Páginas del Marxismo
Latinoamericano.
Segunda
Declaración de la Habana*
Fidel
Castro Ruz
(…)
Frente a la acusación de que Cuba quiere exportar
su revolución, respondemos: Las revoluciones no se exportan, las hacen los
pueblos.
Lo que Cuba puede dar a los pueblos, y ha dado ya,
es su ejemplo.
Y ¿qué enseña la Revolución Cubana? Que la revolución es posible, que los pueblos
pueden hacerla, que en el mundo contemporáneo no hay fuerzas capaces de impedir
el movimiento de liberación de los pueblos.

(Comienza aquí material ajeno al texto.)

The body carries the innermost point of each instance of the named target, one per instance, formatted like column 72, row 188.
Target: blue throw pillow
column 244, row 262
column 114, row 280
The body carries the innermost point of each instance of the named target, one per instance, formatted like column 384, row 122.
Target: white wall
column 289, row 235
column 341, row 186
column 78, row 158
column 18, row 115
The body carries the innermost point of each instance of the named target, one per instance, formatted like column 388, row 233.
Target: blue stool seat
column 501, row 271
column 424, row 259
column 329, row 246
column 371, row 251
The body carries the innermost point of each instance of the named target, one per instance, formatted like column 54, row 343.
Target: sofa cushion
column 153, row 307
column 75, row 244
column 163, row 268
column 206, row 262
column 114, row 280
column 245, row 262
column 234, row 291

Nuestro triunfo no habría sido jamás factible si la
revolución misma no hubiese estado inexorablemente destinada a surgir de las
condiciones existentes en nuestra realidad económico-social, realidad que
existe en grado mayor aún en un buen número de países de América Latina.

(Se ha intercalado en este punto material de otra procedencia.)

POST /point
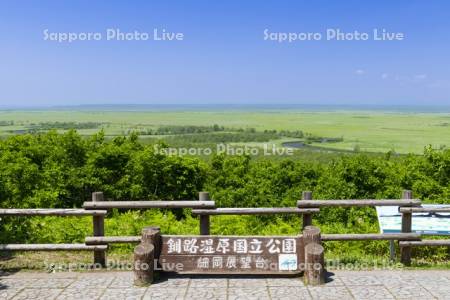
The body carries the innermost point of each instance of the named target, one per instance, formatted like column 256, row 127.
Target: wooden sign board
column 232, row 254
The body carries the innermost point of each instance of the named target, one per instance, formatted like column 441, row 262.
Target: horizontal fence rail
column 204, row 208
column 425, row 243
column 50, row 212
column 424, row 209
column 100, row 240
column 358, row 203
column 255, row 211
column 148, row 204
column 371, row 237
column 51, row 247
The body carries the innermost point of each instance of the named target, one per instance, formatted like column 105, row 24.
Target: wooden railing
column 204, row 208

Ocurre inevitablemente que en las naciones donde es
más fuerte el control de los monopolios yanquis, más despiadada la explotación
de la oligarquía y más insoportable la situación de las masas obreras y
campesinas, el poder político se muestra más férreo, los estados de sitio se
vuelven habituales, se reprime por la fuerza toda manifestación de descontento
de las masas, y el cauce democrático se cierra por completo, revelándose con
más evidencia que nunca el carácter de brutal dictadura que asume el poder de
las clases dominantes. Es entonces cuando se hace inevitable el estallido
revolucionario de los pueblos.
Y si bien es cierto que en los países
subdesarrollados de América la clase obrera es en general relativamente
pequeña, hay una clase social que, por las condiciones subhumanas en que vive,
constituye una fuerza potencial que, dirigida por los obreros y los
intelectuales revolucionarios, tiene una importancia decisiva en la lucha por
la liberación nacional: los campesinos.
En nuestros países se juntan las circunstancias de
una industria subdesarrollada con un régimen agrario de carácter feudal. Es por eso que con todo lo dura que son las
condiciones de vida de los obreros urbanos, la población rural vive aún en más
horribles condiciones de opresión y explotación; pero es también, salvo
excepciones, el sector absolutamente mayoritario en proporciones que a veces
sobrepasa el 70% de las poblaciones latinoamericanas.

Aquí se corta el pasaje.